I like single life, you know, good.
Well you can get about hey, you can get lots about.
You can go anywhere you want to go.
But when you get married, well you never know where you are.
You get a rope around your neck, and you never move …
They tell you ‘Oh you can’t go over there!’[72]
Solitude has its own romance: the colourful image of the cowboy, the masculine superiority of the lone bushman, the self-sufficiency of the sailor. The Australian ideal of masculinity, and the images of American westerns value the solitary individualist. Women were not insignificant but they were often absent from the day-to-day working and social lives of men.
Willie and the other men were deeply influenced by Westerns and images of cowboys in books and magazines that reached the remote cattle properties. Movies seen in the towns were also powerful purveyors of modern culture. Most elusive of all in a predominately oral culture was popular song, passed on over campfires and along the road: ‘Just give me land, lots of land and the starry skies above — Don’t fence me in.’
Being a flash dresser and admired by the women wasn’t so bad either. As one man said: ‘I was a young man at that time, good rider, and well dressed’.[73] Men made careful note of their clothing: ‘Them white moleskins, them kind we used to wear, and old tweed you know, tight ones you know, look nice too’.[74]

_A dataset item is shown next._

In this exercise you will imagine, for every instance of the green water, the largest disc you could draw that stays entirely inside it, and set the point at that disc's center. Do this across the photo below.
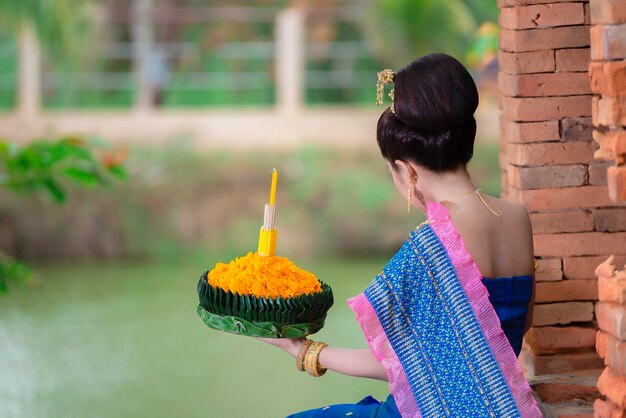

Going one’s own way, not being tied down, is such an appealing prospect that even some who married chose this course. Peter Fischer got married because his mother wanted to protect him from jealous husbands and fathers.
Too many women were chasing me. And my mother think world of me, he didn’t want ’is son to get in any trouble like … I had married women all chasing me, I was a beautiful looking young man. My mother growled [at] me then, ‘You have to get married’. So she picked me out one there …
I should have picked one out for meself … I reckon I’d have been much happier you know.[75]
Peter and his wife raised a large family, seven boys and seven girls, but his wife left him in later life: ‘But it was sad, she walked out on me’. Peter Fischer may have been the object of sexual jealousy but he eschews the sentiment: ‘I’m not a jealous man, I’m not a woman fighter’. Peter believes it is better to allow people their freedom, even if it means losing them: ‘I think maybe better life for her, that she go the way she want to go and I go my way. And that’s how we come parted.’[76]
Expressions of a ‘lost love’, and jokes about finding another husband or wife, acknowledge that one’s choices are determined by circumstances as much as by individual will. But merely raising the possibilities inherent in these regrets is an act of ‘rewriting’, an act of permanent resistance, intimating not just the possibility of different choices but a different world in which to make them. This questioning of past actions and experiences examines not only individual moral and personal choices but also the definition of those choices by society and community. The modern cultural emphasis on individual freedom has opened up possibilities of multiple partners and non-sanctioned liaisons, but it should be recognised that — as in the romantic epics — these freedoms have also contributed to social and individual turmoil and uncertainty.